'It’s a decision of courage' | Honduran mother explains why she sent her kids across the border without her
Advocates say parents are being forced to make heartbreaking decisions because of U.S. immigration policies.
Many parents face an impossible choice when they send their children to cross the Texas/Mexico border with human smugglers. Advocates say they are often forced to make that heartbreaking decision because of U.S. immigration policies.
KENS 5's Anastasiya Bolton spoke to a Honduran mother who sent her three children across the border, her sister in the U.S. who took the children in, and organization that help detained migrant children.

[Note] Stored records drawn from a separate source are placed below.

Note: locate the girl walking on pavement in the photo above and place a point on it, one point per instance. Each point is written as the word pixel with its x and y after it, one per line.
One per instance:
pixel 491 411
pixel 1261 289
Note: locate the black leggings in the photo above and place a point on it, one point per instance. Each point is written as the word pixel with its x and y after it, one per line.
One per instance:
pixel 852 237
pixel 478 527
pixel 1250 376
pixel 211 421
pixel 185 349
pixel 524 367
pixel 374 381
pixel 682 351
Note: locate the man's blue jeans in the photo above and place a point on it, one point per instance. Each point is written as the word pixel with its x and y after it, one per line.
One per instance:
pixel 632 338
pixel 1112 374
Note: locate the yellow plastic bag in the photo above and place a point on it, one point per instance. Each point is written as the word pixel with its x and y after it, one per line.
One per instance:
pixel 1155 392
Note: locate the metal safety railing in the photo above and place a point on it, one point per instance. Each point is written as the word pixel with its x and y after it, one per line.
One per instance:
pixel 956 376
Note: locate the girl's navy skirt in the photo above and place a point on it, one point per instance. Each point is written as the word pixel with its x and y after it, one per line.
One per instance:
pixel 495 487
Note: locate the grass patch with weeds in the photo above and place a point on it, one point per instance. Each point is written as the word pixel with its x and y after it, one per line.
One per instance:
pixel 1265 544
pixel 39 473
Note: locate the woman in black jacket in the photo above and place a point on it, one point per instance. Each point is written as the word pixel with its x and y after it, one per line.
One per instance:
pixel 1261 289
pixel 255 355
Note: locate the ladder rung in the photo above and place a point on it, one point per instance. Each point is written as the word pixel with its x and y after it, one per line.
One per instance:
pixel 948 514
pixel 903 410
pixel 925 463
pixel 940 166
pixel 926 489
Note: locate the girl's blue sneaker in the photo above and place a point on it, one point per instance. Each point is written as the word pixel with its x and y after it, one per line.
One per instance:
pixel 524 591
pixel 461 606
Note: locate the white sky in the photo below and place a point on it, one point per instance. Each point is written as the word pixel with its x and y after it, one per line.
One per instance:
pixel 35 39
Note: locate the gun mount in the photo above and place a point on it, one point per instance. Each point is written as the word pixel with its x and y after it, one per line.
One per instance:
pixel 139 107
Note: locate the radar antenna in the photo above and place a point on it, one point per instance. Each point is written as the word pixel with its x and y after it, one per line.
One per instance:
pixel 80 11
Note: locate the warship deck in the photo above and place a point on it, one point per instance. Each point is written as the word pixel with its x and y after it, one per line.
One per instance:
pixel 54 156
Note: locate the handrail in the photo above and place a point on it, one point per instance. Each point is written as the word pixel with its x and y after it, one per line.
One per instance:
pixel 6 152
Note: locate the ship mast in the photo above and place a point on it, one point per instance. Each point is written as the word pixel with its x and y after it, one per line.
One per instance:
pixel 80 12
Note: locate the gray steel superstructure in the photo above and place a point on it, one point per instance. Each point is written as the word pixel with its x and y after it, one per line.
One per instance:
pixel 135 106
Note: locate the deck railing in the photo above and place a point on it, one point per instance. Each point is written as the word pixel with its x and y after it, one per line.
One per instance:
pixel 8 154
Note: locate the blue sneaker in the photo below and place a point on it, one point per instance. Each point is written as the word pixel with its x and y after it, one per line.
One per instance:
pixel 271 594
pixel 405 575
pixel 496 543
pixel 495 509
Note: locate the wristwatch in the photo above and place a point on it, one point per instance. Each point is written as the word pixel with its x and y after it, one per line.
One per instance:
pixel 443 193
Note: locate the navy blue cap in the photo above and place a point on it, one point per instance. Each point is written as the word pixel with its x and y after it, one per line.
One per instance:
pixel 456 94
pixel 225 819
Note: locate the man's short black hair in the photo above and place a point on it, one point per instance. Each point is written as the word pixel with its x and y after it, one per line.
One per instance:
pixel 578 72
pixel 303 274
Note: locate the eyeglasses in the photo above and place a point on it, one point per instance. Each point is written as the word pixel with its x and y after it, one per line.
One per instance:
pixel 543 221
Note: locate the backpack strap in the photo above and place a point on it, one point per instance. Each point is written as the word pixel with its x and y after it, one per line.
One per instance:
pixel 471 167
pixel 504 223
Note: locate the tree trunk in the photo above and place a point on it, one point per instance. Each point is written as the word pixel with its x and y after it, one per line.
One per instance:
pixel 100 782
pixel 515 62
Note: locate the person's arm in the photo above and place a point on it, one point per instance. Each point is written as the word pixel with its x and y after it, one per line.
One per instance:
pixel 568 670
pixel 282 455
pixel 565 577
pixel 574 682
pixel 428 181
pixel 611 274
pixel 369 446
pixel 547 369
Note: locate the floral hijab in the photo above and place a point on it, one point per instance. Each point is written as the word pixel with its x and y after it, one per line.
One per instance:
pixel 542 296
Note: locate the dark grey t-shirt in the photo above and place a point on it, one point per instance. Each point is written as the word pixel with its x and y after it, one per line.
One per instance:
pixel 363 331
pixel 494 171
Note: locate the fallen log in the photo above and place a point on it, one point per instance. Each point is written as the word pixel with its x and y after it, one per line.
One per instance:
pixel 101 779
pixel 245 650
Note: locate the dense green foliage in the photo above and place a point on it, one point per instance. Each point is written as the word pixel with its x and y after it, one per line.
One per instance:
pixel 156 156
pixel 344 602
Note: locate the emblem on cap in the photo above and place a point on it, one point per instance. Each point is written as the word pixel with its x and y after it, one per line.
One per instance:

Marlene A mother's impossible decision
Sitting in what appears to be a small room in Reynosa, Mexico, Marlene cries, as she tells us what it’s like to live without her three children and not know when she will see them again, after the family made a decision to send a 14, 11 and a 10 year-old across the Mexican border into the U.S. with a smuggler.
“It’s a decision of courage, you could say,” she said. “It was a decision we took with lots of courage, to look for a better future.”
“I feel empty, alone, they’re my kids. I love them and miss them, I miss them every day,” she said.
Sending Angely, Mariel and Dilan across the Rio Grande on a raft was not Marlene’s first choice.
She’s from Honduras. For her safety, only her first name is being used in this story.
Marlene told KENS 5, she, her husband and the three kids first crossed into the U.S. all together and looked for Border Patrol, to ask for asylum.
“We went into the detention center. We were there around three hours,” Marlene said. “Then they called us by name, we got in a line and got us in a bus. They took us to the bridge here in Reynosa. We didn’t know where we were going, they didn’t give any explanation.”
In Reynosa, the family found a migrant camp, filled with people just like them who were expelled from the United States.
“That life is not for everybody,” Marlene said of living at the migrant camp. “I never imagined I would live inside a tent. We spent around two months living in tents, paying to use the restroom, paying to charge my phone, making long lines to get food. I told my kids if we should go back. They said no. My oldest daughter said she would rather live in the tents.”
Each.Step.Home Advocating for children
Advocates working at the Reynosa encampment have told KENS 5, the tent city has been growing for months, since the U.S. continues to expel the majority of migrants who cross the border. The government uses Title 42, a CDC rule President Donald Trump implemented when the pandemic first began. It allows the Border Patrol to remove people for public health reasons. The current administration has kept it.
Advocates have long said the U.S. immigration policies, including the use of Title 42, are forcing parents to make the choice to send their children across the border alone, with a coyote.
“What we see is families getting separated at the border every day,” said Casey Revkin, CFO of non-profit Each.Step.Home, which advocates for detained migrant children.
“Because the border is closed to adults, and family units, they will send the family back to Mexico. And in so many cases, these families will then get kidnapped when they’re back in Mexico,” Revkin said. “These mothers, who just want to keep their children safe, realize they can't keep their children safe in Mexico. But they know that if they send their children over the border alone, that they will be accepted, but only if they cross the border alone. So, they make this heartbreaking decision to separate from their children and send their children over the border alone. And it's really sad. And then those children arrive in our country as unaccompanied minors, and they're detained as unaccompanied minors until they can be released to family members.”
'We're all family' Finding a home
Marlene’s sister lives in Houston.
“My sister would tell me, ‘send them, don’t let them live like that,’” Marlene told KENS 5. “I’ll take care of the children. They’re like my own children. I know they’re going to be ok with her.”
After crossing the border and being in federal custody for several weeks, Marlene’s kids were released to her sister.
“We are going to take care of them,” Marlene’s sister Catalina told KENS 5. “We’re going to give them what they need. We’re going to make sure they are okay. It’s our turn, we have to do it. We’re all family.”
Having her children live with her sister Catalina, whose name KENS 5 changed for safety reasons, is not a decision Marlene made lightly. It’s a choice, she said, she had to make for them.
“Soon, I ask God to allow me to reunite with them,” Marlene said, “to eat with them at a table, go out. Even if they say that life over there is difficult, you have to work all the time. I have to have an opportunity to be over there and be able to share things again.”
At this moment, Marlene remains in Reynosa, with no clear path forward.
Each.Step.Home. is helping her kids enroll in school and connect with services in the Houston area. The children have an open asylum claim and can stay in the U.S. while it’s being adjudicated, or longer if the asylum is granted.